The museum is arranged library-style with mastodon tusks and similar large bones laid out neatly on gray industrial shelving, while smaller specimens — teeth, small bone, shell, scute, and more — are held in cabinets with pullout trays lined in soft material and organized by collection. The occasion for my visit was to view those specimens described by Bob H. Slaughter and others in the 1962 report “The Hill-Shuler Local Faunas of the Upper Trinity River, Dallas and Denton Counties, Texas.”

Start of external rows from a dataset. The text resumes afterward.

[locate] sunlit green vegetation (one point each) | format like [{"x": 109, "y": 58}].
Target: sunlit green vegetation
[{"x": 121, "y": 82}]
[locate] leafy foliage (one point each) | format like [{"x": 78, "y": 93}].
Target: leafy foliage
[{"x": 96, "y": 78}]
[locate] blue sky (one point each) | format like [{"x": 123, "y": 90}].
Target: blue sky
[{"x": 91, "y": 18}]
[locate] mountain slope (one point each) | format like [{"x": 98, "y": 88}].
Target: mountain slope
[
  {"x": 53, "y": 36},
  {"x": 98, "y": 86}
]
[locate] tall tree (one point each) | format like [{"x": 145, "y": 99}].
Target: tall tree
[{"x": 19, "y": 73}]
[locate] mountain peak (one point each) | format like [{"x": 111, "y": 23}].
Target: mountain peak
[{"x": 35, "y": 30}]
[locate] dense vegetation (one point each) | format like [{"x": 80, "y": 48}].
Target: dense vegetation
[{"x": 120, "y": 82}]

My questions, then as now, are basic: what kinds of animal roamed the area now known as the Great Trinity Forest? What kinds of plants and trees were present? What was the climate like? How was the Trinity River floodplain formed?

Answers to these questions can be supplied in part because there’s a fossil record, thanks to the efforts of Winkler, Slaughter, and Ellis W. Shuler, the person for whom the museum is named. Shuler was hired by SMU in 1915, the year it opened, to teach geology and related courses. He served as head of the Geology Department and Dean of Graduate Studies until his retirement, in 1953.